Vigo County is a place known more for its past than its future. The grave site of Eugene V. Debs, a native son and socialist who championed workers’ rights but was imprisoned for protesting World War I, is showered with coins and a faded political button that says “Veterans for Peace.” The statue of Larry Bird, who played at Indiana State, marks the peak of the school’s basketball program, almost 40 years ago. Anaconda no longer makes steel here, and the Columbia Record Club long ago stopped operations, along with several other manufacturers, like the Root Glass Company, which invented the green Coke bottle.
For Mr. Trump, the challenge in a place like Vigo is not to solidify his base, which remains strongly behind him, but rather to keep the support of swing voters and Republicans who were reluctant to back him. National polls have found that Trump voters who had supported Mr. Obama in previous elections have now soured on the president at higher rates than other Trump voters.
“I think we have a broad cross section of what the country is made up of, that’s kind of in the middle,” said Don Scott, an insurance agent. “When the country gets frustrated, we get frustrated.”
A Republican, Mr. Scott said he had voted for the Libertarian candidate, Gary Johnson, over Mr. Trump. And what does he think now? “It’s what I expected,” Mr. Scott said. “He’s crazy.”
At the Rotary Club meeting, Stephanie Welsh described the president as a “blustery, vain politician who is neither a Republican or a Democrat.” She voted for Mr. Trump because of his management experience, and has not given up on him but would like him to be less confrontational.
“I think when he has worked at being more civil, I appreciate it,” she said.
Mr. Trump’s appeal here had been evident on the Sunday before the Indiana primary last year when Rob Lundstrom, owner of the Indiana Theater, saw people lining up before 6 a.m. for a Trump campaign rally. He said more than 3,000 people packed into the seating area before fire marshals cut off entry, leaving over 1,000 more standing outside.
Now that Mr. Trump is nine months into his term, Mr. Lundstrom can sense a waning of the enthusiasm, particularly because of Mr. Trump’s attack-mode approach to the presidency. “That’s a dysfunction even an operating business couldn’t have,” Mr. Lundstrom said. “I think flexibility and collaboration is what is needed.”
As for the winning, he said: “I think it’s still in the first quarter. Winning is a relative term.”
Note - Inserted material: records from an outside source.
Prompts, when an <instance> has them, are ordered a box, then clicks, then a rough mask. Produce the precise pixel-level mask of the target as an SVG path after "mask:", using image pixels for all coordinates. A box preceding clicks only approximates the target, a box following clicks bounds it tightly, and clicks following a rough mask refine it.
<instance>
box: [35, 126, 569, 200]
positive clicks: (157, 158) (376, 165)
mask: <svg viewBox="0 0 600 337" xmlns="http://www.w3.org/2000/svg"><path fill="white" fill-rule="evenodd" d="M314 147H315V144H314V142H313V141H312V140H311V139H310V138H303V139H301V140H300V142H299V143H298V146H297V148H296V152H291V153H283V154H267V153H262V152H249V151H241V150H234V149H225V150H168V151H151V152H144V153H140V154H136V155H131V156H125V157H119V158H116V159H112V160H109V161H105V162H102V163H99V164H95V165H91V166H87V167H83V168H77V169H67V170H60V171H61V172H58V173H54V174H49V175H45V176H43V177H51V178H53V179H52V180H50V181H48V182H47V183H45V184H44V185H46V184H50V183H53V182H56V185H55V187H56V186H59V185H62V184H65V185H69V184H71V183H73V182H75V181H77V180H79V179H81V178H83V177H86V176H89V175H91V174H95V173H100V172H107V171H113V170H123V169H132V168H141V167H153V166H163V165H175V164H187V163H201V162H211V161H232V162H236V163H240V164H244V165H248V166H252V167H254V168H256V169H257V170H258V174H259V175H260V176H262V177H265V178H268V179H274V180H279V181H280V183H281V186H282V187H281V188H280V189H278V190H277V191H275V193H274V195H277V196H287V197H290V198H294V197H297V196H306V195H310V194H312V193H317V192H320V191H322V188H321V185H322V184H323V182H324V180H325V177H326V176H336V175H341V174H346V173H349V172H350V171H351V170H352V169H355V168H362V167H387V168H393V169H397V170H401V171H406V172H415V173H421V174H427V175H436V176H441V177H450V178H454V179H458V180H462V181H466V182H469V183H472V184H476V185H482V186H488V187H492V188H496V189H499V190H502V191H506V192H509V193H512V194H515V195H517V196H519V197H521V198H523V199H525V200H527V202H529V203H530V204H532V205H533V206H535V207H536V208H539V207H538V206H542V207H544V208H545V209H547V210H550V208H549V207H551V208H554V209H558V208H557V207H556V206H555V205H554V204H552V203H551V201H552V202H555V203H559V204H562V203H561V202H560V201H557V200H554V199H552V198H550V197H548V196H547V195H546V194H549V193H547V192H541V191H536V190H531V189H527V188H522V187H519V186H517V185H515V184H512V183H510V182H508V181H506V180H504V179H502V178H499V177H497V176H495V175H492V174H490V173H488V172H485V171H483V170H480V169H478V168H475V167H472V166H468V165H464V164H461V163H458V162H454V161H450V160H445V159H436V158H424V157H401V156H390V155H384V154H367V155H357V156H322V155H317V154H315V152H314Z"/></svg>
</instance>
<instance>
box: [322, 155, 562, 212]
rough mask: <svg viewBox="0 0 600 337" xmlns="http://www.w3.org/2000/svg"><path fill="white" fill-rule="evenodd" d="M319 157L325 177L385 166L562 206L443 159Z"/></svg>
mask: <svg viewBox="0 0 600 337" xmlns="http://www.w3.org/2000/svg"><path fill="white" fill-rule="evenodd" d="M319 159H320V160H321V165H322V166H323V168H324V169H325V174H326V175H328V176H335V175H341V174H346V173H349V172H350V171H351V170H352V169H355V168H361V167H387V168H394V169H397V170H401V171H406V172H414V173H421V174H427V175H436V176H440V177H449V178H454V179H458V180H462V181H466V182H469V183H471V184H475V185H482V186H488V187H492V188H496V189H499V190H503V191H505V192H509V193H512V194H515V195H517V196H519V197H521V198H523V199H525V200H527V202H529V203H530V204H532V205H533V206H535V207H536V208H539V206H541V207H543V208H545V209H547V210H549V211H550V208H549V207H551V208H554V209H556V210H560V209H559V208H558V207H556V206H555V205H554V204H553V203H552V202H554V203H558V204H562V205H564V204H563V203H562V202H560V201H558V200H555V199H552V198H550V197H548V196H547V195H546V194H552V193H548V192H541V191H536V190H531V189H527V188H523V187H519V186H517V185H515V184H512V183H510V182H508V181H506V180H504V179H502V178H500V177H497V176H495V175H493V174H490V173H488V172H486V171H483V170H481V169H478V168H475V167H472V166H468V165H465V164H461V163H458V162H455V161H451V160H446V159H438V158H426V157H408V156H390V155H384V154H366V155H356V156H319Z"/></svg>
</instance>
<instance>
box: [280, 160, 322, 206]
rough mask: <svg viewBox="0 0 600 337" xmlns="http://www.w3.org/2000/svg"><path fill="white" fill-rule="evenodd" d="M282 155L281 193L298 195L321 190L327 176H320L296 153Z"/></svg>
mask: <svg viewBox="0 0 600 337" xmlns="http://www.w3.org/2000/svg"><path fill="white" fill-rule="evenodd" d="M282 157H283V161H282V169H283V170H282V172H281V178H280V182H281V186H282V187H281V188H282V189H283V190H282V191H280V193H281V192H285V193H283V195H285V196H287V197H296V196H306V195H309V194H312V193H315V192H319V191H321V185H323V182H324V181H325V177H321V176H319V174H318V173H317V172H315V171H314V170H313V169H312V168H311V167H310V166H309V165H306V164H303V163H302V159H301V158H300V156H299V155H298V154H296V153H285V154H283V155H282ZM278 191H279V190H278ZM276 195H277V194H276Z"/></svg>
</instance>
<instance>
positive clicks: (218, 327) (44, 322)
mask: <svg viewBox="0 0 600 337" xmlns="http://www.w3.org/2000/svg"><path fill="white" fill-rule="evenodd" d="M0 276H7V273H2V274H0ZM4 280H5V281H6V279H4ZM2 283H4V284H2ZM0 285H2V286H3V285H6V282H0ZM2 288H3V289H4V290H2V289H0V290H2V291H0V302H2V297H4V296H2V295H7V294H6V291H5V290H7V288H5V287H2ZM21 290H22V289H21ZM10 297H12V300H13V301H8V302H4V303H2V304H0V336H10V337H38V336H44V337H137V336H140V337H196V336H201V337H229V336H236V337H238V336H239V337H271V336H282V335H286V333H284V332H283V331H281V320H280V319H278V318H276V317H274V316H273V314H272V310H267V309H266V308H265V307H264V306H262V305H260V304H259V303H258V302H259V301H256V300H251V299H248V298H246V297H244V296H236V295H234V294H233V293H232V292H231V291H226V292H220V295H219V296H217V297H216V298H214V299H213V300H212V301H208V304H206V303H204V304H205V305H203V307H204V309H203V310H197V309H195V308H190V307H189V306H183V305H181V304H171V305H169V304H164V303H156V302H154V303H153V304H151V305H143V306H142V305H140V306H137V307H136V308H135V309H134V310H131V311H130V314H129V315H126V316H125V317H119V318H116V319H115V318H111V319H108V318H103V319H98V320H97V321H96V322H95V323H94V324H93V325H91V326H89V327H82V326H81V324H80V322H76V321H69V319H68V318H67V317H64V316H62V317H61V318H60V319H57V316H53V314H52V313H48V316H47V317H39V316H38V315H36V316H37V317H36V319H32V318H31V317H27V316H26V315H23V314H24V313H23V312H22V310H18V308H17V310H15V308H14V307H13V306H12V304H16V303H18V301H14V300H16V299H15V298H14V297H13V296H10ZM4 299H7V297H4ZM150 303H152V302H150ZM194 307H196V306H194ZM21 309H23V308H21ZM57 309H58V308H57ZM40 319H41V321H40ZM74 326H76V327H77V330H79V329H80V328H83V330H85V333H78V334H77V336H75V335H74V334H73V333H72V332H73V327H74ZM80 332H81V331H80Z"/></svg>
Every four years, Vigo’s predictive status is put to the test, and with its lack of diversity and treadmill economy, its bellwether status may be waning. Its record already faced a close call in 2012, when Mr. Obama won the county by only a few hundred votes.
Will its role as a bellwether continue? “Maybe not,” Mr. McKee said. “But I’ll concede that only after we miss a couple of elections. My fellow citizens surprise me, and sometimes I wonder whether I know them any more.”